“Environmentally harmful subsidies should be abolished”

Fukushima Reactor 1. Image: Tepco

The energy and climate newsreel: Of growing diesel consumption, nuclear power plant operators failing to meet their responsibilities, and terror alerts at German nuclear power plants

Now the Federal Environment Agency (UBA) has also presented its figures for greenhouse gas emissions for the past year. The result: a slight increase of slightly less than 0.5 percent. We recently reported that German emissions have been stagnating for years and that the official climate protection targets for 2020 can only be achieved with drastic reductions.

What is remarkable about the UBA data are the detailed trends hidden in the rough picture. Statisticians at the Dessau office attribute the increase primarily to increased greenhouse gas emissions from the transport sector. CO2 emissions increased by 5.4 million metric tons, or 3.4 percent, in 2016. This is a result of increased diesel consumption and the increase in road freight traffic. Increases in vehicle efficiency have been offset by an increase in traffic.

The transport of goods by rail, on the other hand, which has a significantly lower impact on the climate, declined in 2016. There has therefore been a shift to the Strabe. The UBA sees the reason in the too low tolls for trucks. The performance of air traffic, on the other hand, has increased significantly in both passenger and freight traffic.
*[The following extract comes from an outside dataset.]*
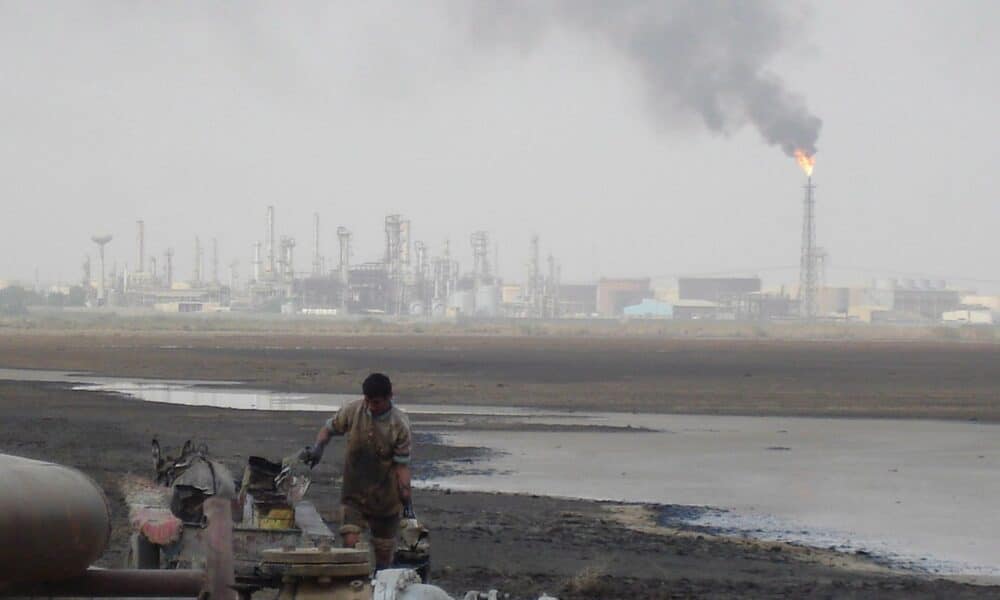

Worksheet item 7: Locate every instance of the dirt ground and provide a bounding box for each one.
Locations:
[0,333,1000,598]
[0,330,1000,421]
For a traffic turnaround, the toll should be extended to the entire road network and to all classes of trucks. In this way, we can better charge the polluters for the environmental damage caused by greenhouse gases and noise. (…) As long as we continue to burden the transport sector in Germany with 28.6 billion euros in environmentally damaging emissions, we will not be able to achieve a change in transport policy. If we continue to subsidize the use of the Internet to the tune of. (…) The diesel tax privilege as well as other privileges should therefore be gradually abolished.

UBA President Maria Krautzberger

Meanwhile, emissions from road transport, with the latest increase of two million tons, were slightly above the 1990 level. In other words, despite all the declarations of commitment by the automotive industry, absolutely nothing has been done in this area. Since the mid-1990s, their representatives had pushed through massive lobbying efforts to ensure that the respective governing parties refrained from legal requirements and relied on declarations of intent by industry associations.
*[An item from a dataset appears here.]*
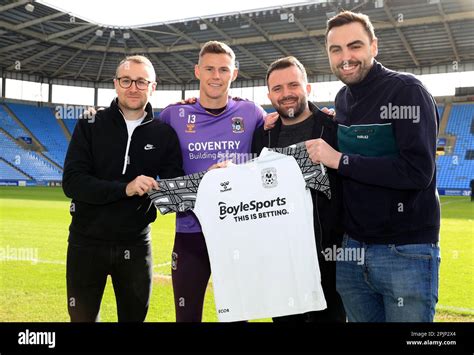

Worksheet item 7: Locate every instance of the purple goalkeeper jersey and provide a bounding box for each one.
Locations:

In Brussels, too, the various federal governments had been able to enforce this position for a long time and to prevent stricter requirements of the EU. When that didn’t help either, automakers across the board apparently turned to creative methods of calculation. Last week there were again extensive house searches in this connection. This time VW and its subsidiary Audi were affected. More than 100 police officers raided the headquarters of the luxury brand in Ingolstadt. The public prosecutor’s office is investigating fraud.

Behind the scenes, the VW-owning families Porsche and Piech are now engaged in a bickering match, which must be seen as a clear sign of crisis. The former VW-uberfather Ferdinand Piech, a grandson of the company’s founder Ferdinand Porsche, is sharply attacking the current VW boss Martin Winterkorn and now wants to sell his share package in the VW-controlling holding company. Some already see a growing Chinese influence looming on the horizon, as Focus claims to have learned.